Network Optimization Won’t Fix Application Performance in the Cloud

… where response time and speed are concerned, many businesses automatically assume Google.com- and Amazon.com-levels of performance from services such as Google App Engine and Amazon EC2, but this can be a mistake.

-- ESJ, “Q&A: Managing Performance of Cloud-Based Applications and Services

A big mistake, indeed. While the underlying systems may be optimized and faster than fast, that doesn’t mean that applications won’t suffer poor performance. There are many other factors that determine how an application will perform, and most of them are variable. They can change from day to day, hour to hour, and from user to user. It certainly won’t hurt to optimize the network and, for providers at least, it’s about the only thing they can do to help customers whose applications may be suffering from performance problems.

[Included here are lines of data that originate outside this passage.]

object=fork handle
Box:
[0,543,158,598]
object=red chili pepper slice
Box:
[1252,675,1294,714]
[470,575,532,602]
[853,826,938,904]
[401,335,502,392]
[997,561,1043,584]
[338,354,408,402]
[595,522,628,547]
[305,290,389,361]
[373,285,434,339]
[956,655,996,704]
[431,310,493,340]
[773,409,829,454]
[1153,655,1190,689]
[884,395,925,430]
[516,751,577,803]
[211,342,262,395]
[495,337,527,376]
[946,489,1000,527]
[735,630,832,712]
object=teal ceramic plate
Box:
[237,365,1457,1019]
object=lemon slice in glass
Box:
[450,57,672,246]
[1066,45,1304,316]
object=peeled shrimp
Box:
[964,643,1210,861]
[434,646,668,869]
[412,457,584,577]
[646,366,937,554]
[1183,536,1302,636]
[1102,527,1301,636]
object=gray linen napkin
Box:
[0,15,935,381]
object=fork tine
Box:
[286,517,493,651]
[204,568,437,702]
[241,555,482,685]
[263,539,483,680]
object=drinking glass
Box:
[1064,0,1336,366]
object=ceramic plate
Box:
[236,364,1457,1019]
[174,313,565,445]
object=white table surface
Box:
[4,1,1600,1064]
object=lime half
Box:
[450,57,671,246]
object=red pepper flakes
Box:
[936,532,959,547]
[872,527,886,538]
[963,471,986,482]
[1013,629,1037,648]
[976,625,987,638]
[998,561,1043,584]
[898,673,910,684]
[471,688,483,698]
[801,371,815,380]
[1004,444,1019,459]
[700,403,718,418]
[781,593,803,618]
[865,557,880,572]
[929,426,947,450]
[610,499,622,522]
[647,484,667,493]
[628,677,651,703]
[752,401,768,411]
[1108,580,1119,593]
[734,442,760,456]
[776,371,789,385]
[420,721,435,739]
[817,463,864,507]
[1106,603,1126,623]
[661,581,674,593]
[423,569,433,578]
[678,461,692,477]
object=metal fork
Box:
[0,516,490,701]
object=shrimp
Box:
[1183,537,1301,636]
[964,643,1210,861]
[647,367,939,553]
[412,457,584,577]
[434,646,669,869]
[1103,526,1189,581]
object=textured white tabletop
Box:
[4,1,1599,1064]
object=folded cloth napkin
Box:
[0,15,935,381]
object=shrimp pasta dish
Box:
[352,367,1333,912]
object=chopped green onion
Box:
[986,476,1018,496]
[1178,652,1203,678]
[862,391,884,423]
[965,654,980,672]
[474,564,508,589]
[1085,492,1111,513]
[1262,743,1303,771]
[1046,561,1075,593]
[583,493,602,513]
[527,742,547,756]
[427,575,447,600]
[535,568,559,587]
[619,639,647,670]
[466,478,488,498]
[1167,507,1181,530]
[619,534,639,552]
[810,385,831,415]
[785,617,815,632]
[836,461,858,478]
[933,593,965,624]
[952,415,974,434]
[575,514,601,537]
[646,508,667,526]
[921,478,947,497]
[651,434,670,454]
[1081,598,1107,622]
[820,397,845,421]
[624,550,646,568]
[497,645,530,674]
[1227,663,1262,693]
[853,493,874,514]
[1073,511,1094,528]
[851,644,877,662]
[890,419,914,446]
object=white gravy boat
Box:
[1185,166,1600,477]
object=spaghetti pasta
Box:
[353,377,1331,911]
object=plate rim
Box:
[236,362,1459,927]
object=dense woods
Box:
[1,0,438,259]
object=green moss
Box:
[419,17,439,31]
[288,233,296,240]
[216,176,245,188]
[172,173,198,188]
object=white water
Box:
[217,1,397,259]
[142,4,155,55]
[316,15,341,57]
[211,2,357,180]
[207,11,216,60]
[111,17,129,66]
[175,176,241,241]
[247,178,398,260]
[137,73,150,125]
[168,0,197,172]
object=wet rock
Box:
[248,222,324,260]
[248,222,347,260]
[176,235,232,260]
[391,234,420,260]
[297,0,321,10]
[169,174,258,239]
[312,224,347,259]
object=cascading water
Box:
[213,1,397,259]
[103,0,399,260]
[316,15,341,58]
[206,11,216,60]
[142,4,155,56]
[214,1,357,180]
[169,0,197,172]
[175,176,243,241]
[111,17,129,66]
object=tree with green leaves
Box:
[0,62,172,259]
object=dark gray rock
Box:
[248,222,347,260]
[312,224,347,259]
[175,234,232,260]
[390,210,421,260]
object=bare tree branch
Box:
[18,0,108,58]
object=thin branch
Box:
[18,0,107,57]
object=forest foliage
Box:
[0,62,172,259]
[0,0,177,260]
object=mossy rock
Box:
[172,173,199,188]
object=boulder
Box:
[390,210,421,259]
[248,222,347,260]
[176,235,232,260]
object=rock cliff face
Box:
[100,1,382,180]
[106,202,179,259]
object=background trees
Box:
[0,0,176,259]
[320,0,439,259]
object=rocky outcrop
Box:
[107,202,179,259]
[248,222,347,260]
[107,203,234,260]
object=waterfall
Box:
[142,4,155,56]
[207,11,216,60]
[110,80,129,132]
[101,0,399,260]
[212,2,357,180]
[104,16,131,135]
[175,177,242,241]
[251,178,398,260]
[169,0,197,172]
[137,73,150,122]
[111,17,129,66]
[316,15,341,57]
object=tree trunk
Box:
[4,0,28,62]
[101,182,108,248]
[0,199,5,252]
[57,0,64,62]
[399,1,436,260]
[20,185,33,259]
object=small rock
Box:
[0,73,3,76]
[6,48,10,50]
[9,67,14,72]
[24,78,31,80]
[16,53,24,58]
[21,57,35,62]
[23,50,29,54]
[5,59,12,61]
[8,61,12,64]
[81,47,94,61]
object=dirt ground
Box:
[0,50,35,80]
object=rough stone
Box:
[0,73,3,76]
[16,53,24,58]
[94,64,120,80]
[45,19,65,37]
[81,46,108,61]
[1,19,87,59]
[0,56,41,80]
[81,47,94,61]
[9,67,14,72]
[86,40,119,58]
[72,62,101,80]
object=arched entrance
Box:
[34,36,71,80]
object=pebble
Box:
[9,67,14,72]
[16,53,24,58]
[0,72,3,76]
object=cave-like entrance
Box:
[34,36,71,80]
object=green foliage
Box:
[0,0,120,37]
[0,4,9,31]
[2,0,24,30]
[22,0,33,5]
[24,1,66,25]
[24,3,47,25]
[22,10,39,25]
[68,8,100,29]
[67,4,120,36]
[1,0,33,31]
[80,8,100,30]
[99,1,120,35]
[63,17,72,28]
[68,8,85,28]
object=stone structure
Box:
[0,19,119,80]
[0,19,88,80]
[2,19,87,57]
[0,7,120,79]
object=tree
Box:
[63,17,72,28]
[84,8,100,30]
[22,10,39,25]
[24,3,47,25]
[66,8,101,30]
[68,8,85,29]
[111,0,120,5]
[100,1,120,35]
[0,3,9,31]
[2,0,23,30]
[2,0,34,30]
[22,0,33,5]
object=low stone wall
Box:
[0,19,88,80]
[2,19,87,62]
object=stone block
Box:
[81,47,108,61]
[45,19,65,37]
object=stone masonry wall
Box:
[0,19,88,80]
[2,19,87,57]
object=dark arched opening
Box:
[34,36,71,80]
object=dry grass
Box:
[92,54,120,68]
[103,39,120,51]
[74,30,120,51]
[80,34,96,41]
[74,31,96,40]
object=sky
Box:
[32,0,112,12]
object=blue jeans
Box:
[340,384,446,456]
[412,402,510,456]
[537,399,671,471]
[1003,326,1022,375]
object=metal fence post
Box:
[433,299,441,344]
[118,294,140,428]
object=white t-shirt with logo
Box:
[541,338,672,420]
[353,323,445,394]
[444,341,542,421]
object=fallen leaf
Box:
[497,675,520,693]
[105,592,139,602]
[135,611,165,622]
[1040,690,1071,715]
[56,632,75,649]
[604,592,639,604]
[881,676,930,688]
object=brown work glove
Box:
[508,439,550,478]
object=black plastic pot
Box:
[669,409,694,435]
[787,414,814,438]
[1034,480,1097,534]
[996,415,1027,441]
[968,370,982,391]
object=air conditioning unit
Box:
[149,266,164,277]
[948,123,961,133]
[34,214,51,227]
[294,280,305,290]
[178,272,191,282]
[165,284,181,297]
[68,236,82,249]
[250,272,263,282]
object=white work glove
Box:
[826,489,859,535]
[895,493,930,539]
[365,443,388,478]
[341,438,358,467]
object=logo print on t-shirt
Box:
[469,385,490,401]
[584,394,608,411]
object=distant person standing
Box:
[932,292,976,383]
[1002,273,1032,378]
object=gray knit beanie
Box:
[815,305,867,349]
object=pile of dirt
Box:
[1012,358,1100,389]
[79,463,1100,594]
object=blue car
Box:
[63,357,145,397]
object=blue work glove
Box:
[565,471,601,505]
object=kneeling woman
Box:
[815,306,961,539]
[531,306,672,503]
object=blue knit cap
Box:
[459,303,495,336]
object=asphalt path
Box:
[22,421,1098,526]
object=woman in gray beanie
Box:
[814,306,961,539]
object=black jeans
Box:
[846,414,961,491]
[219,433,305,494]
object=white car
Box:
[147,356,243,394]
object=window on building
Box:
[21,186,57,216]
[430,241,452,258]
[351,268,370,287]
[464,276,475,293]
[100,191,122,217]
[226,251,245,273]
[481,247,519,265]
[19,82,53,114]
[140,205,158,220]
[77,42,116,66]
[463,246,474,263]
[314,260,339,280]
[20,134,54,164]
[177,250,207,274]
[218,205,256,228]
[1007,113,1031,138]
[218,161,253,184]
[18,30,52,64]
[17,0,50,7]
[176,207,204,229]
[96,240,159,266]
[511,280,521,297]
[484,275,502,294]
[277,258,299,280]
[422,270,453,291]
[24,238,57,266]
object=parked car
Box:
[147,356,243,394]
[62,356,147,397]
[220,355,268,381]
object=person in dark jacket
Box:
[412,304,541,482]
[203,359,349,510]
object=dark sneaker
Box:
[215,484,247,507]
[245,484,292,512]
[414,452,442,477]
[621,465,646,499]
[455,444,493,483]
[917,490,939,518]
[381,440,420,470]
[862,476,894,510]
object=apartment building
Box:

Network optimization is a very different game from application and application delivery optimization. The former focuses on well, the network and doesn’t take into consideration anything about the application like protocols and connections and repetitive data delivery. The ability to accelerate an application (because that’s really what we’re talking about) is not something that can be achieved solely by optimizing the network. Optimizing the network does not impact the application’s ability to process requests and return responses, nor does it improve the capacity of the application, nor does it reduce the chattiness of an application protocol. It doesn’t do anything for the application because it’s is, appropriately, focused on the network.

Application performance issues can be caused by poorly performing networks, yes. But a provider only has access over one leg of that network – the one they control. Poor performance caused by networks outside the organizational boundary of control cannot be addressed by localized network optimization.